Flexible riser tensile armour stress assessment in the bend stiffener region

The flexible riser within the bend stiffener in the top connection is a structurally vulnerable region for extreme and fatigue loads as it is subjected to large dynamic tensile forces and curvatures. This paper presents a nonlinear finite element model (FEM) for the flexible riser with bend stiffener taking into account interlayer friction and riser-bend stiffener contact interaction subjected to combined axisymmetric and bending loads. A case study with typical extreme and fatigue load cases is carried out to assess the curvature variation and bend stiffener contact pressure influence in the riser tensile armours stresses. For the extreme load case, detailed finite element results such as contact pressures and friction, normal and transverse bending stresses are compared with a uniform curvature FEM and available analytical models. A fatigue load case is also performed, where the stress amplitudes and cumulative fatigue damages for the internal tensile armour wires are compared with a uniform curvature FEM and analytical models.

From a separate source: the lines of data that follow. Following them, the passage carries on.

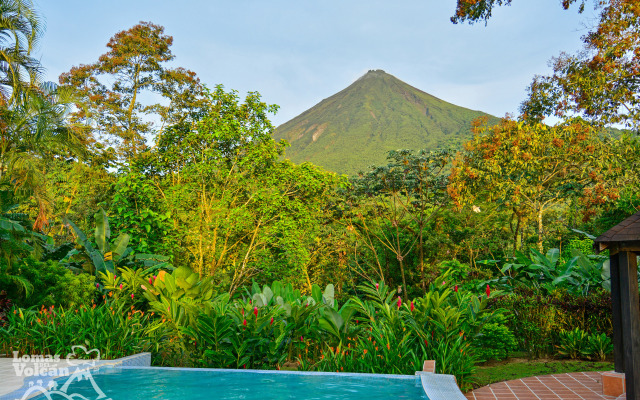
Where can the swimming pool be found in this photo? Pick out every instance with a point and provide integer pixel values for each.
(129, 383)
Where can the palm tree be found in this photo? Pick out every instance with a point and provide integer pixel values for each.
(33, 115)
(20, 29)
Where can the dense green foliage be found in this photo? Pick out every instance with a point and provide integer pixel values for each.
(210, 248)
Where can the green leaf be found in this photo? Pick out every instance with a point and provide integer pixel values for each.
(102, 231)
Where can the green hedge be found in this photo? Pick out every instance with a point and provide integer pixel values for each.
(538, 321)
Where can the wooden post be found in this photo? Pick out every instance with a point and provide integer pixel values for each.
(628, 268)
(618, 344)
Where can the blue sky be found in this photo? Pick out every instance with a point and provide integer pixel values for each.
(296, 53)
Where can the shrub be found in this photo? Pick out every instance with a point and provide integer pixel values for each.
(52, 284)
(116, 331)
(599, 346)
(573, 344)
(494, 342)
(538, 320)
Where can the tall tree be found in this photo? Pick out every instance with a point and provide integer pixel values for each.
(602, 82)
(530, 168)
(111, 89)
(396, 203)
(480, 10)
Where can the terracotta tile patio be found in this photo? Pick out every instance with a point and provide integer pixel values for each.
(573, 386)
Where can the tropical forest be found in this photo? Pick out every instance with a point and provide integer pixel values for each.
(144, 210)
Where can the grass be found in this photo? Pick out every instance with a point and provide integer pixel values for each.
(516, 368)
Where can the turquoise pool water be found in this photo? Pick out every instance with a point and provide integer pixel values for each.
(194, 384)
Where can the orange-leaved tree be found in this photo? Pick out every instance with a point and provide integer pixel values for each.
(111, 89)
(529, 168)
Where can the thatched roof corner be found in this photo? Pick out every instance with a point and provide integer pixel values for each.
(624, 235)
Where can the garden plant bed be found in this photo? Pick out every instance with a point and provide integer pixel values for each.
(516, 368)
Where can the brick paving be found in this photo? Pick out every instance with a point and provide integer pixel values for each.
(572, 386)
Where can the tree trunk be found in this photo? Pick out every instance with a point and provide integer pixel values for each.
(540, 247)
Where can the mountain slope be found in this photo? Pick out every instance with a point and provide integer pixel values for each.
(358, 126)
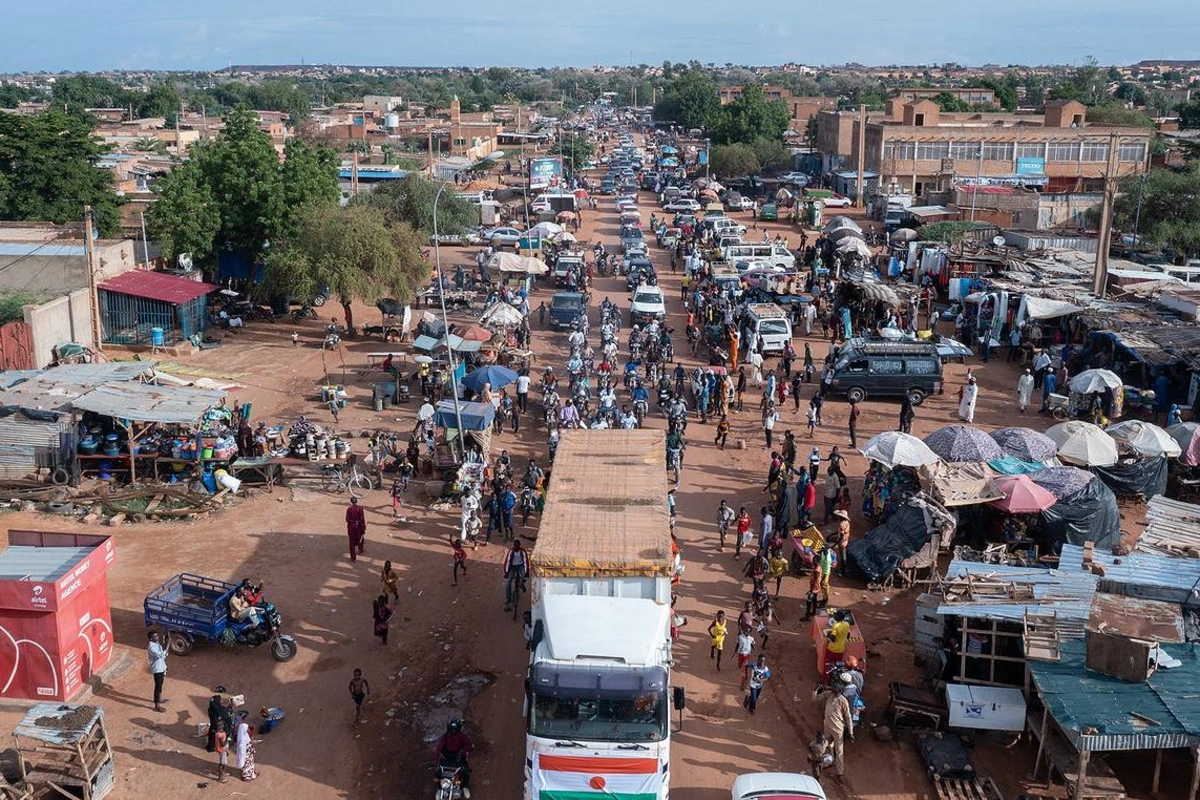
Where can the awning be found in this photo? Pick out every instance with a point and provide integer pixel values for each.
(1047, 308)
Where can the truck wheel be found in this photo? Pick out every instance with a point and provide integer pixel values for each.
(283, 649)
(180, 644)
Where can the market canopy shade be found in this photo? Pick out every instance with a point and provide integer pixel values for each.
(1187, 434)
(894, 449)
(492, 373)
(1145, 438)
(1026, 444)
(1023, 495)
(1084, 444)
(961, 443)
(1093, 380)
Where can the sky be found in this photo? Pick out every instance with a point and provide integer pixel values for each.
(93, 35)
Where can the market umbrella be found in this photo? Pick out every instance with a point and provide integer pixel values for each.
(492, 373)
(1062, 481)
(1093, 380)
(1145, 438)
(1026, 444)
(1084, 444)
(1187, 434)
(959, 443)
(1023, 495)
(894, 449)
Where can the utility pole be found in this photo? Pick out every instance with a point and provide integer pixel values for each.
(90, 252)
(1105, 234)
(861, 199)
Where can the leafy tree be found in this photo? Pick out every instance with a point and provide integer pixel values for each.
(48, 172)
(949, 102)
(185, 217)
(354, 251)
(689, 101)
(409, 202)
(574, 149)
(750, 116)
(732, 160)
(1170, 209)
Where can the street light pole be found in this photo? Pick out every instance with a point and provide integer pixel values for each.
(445, 322)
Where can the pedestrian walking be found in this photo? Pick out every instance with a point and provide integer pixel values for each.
(717, 632)
(756, 675)
(355, 528)
(157, 656)
(725, 516)
(381, 614)
(852, 423)
(359, 691)
(460, 558)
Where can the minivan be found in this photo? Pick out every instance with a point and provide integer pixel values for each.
(879, 367)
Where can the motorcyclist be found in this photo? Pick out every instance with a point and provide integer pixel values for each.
(454, 746)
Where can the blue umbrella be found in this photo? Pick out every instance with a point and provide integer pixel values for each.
(492, 373)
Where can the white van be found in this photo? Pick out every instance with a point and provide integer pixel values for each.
(768, 322)
(777, 254)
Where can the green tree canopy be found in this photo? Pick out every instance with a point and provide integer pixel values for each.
(750, 116)
(352, 250)
(1170, 209)
(48, 172)
(689, 101)
(733, 160)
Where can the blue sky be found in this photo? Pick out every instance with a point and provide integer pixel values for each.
(210, 34)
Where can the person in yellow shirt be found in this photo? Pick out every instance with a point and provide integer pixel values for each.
(717, 631)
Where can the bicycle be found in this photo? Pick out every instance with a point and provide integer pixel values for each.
(334, 479)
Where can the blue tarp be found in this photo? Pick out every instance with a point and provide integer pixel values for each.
(475, 416)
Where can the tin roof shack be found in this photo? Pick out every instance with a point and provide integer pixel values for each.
(153, 308)
(54, 612)
(65, 750)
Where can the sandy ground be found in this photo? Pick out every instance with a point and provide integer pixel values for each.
(451, 648)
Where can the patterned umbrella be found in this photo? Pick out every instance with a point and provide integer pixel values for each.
(1188, 435)
(959, 443)
(1084, 444)
(1023, 495)
(1062, 481)
(1026, 444)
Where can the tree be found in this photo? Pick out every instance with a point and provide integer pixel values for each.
(353, 251)
(184, 217)
(690, 101)
(1170, 209)
(750, 116)
(409, 202)
(48, 172)
(732, 160)
(949, 102)
(574, 149)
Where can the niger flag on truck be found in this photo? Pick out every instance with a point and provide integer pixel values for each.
(587, 777)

From the case study results under extreme loading, it can be observed that the model with bend stiffener interaction predicts larger stresses in comparison to the uniform curvature FEM and analytical models. Under typical fatigue loading conditions, significant differences in the cumulative damage are observed between the models, highlighting the importance of an accurate modeling for lifetime integrity assessment in a region of highly variable riser curvature.

Automated summary

This paper presents a nonlinear finite element model for the flexible riser with bend stiffener, taking into account interlayer friction and riser-bend stiffener contact interaction. A case study is carried out to assess the influence of curvature variation and bend stiffener contact pressure on the riser tensile armours stresses under extreme and fatigue load cases. The results show that the model with bend stiffener interaction predicts larger stresses compared to the uniform curvature FEM and analytical models under extreme loading, and significant differences in cumulative damage are observed between the models under typical fatigue loading conditions.